12/13/08

Just 38 Scoffing Days Left
By: Mark W Adams


Earlier, CNBC-TV18 had reported that the auto makers had first asked for USD 25 billion and then two weeks later revised it to USD 34 billion. After two grueling days of being questioned at the Capitol Hill, the CEOs seem to have convinced the government representatives, though maybe partially, because what they are likely to get is USD 15 billion.
Anyone else find it a bit too convenient that George Bush played hardball with the auto-makers and House Democrats, whittling down their final request of $34 Billion down to $15 Billion and insisting it come out of the $25 Billion already earmarked for green-retooling the companies and not from the TARP -- only to find out that so far the Treasury has spent all but $15 Billion of the money's already appropriated to bailout the banks with zero oversight?
Treasury has already run through the TARP's first $335 billion, with just $15 billion left before he has to seek further authorization from Congress. That $15 billion might tide GM and Chrysler over until the new Congress convenes, but it will leave him with little running room to help out the banking system.
Seriously, this isn't just a dot to connect, a mere coincidence.  This is a clumsy a "tell" as you get.  Phoenix Woman at Firedoglake is close in her analysis, liking the whole charade as Kabuki Theater.  The "take their first shot against organized labor" memo outlines the closed-minded tactics involved (although any coherent strategy among the "Plantation Caucus" is conspicuously missing).
Bush and the Democrats came up with a deal that won bipartisan approval in the House, and then when Senate Republicans created a few obstacles to poison the deal, the Dems gave them almost everything they wanted.  But of course, this ISN'T what they wanted.  What they wanted was to have political cover for killing the deal, so they could pretend that the Dems were being unreasonable.  They had multiple reasons for not wanting this to pass, but they knew that it would hurt the party politically if they couldn't come up with some decent sounding excuse for why they were killing it.
Bush already signaled their "out," that they were covered for up to $15 Billion once he got Pelosi, et al. to lower their demand to less than half of what was barely adequate.  But the Senate GOPers overplayed their hand and now have nothing to show for all the criippling concessions demanded from the UAW.

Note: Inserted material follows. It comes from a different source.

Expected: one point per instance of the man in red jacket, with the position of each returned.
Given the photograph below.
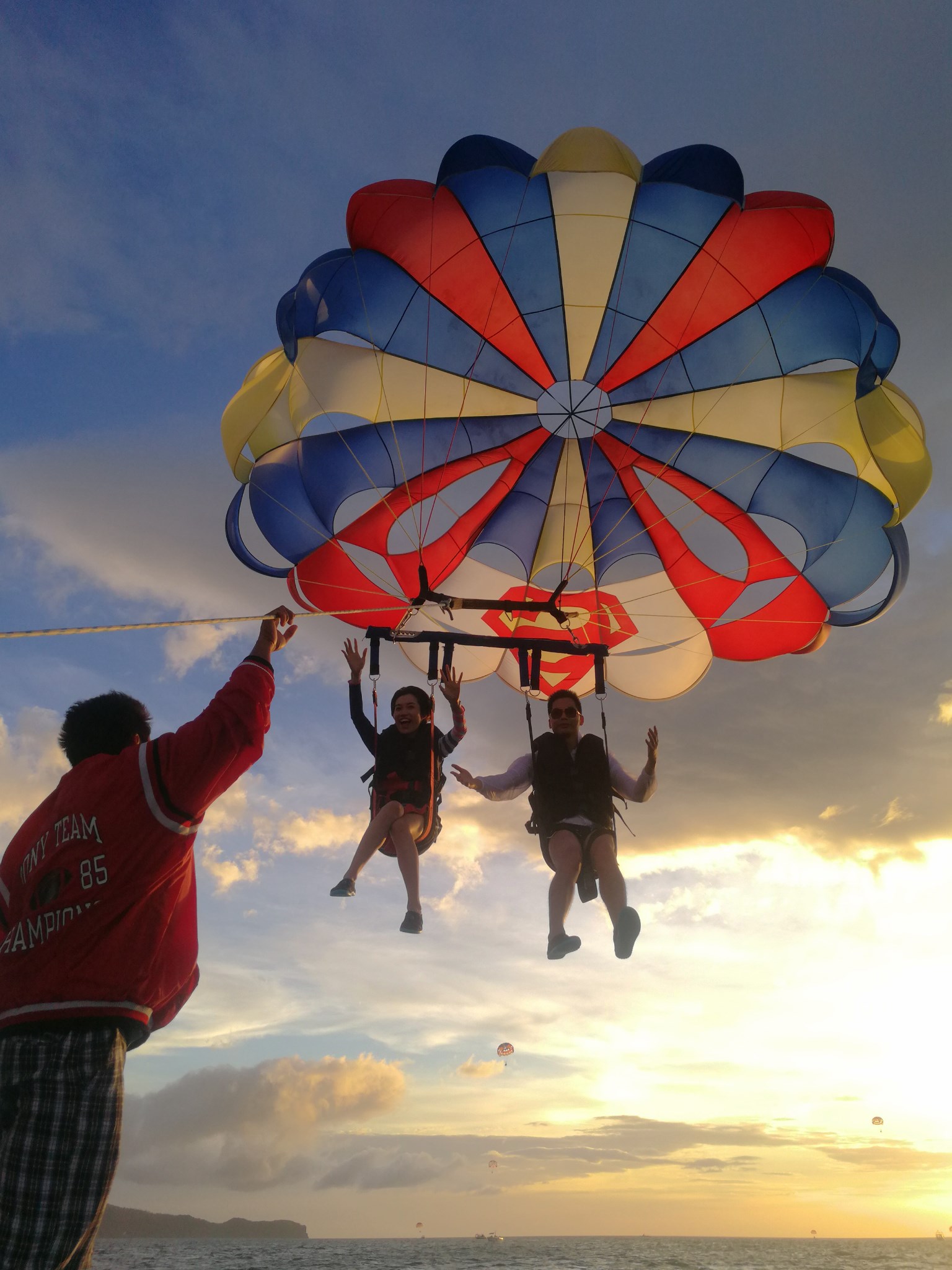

You'll note that talk of tapping the TARP was out there almost immediately upon the death of the emergency loan in the Senate.  My guess is that knowing how fragile and volatile the markets are, they weren't going to risk even a day where the headlines would be full of the Rust Belt's obituaries. 

Bush is in legacy-fixing mode and it's care for his own worthless hide that is motivating him far more than refusing to watch Detroit go the way of post-Katrina New Orleans.  Presiding over the ghettoizing of the industrial mid-west would be the last straw. No gate-community retirement home could hide him.

What's funny is hearing Plantation Caucus spokesman, Bob Corker saying that it would be irresponsible for the President to unilaterally give the Big Three any cash without all the safeguards and conditions worked out in the House -- which he led the way to flush down the toilet.  These folks just don't know how to play a winning hand, went all in and got called only to find out they were the ones bluffing all along.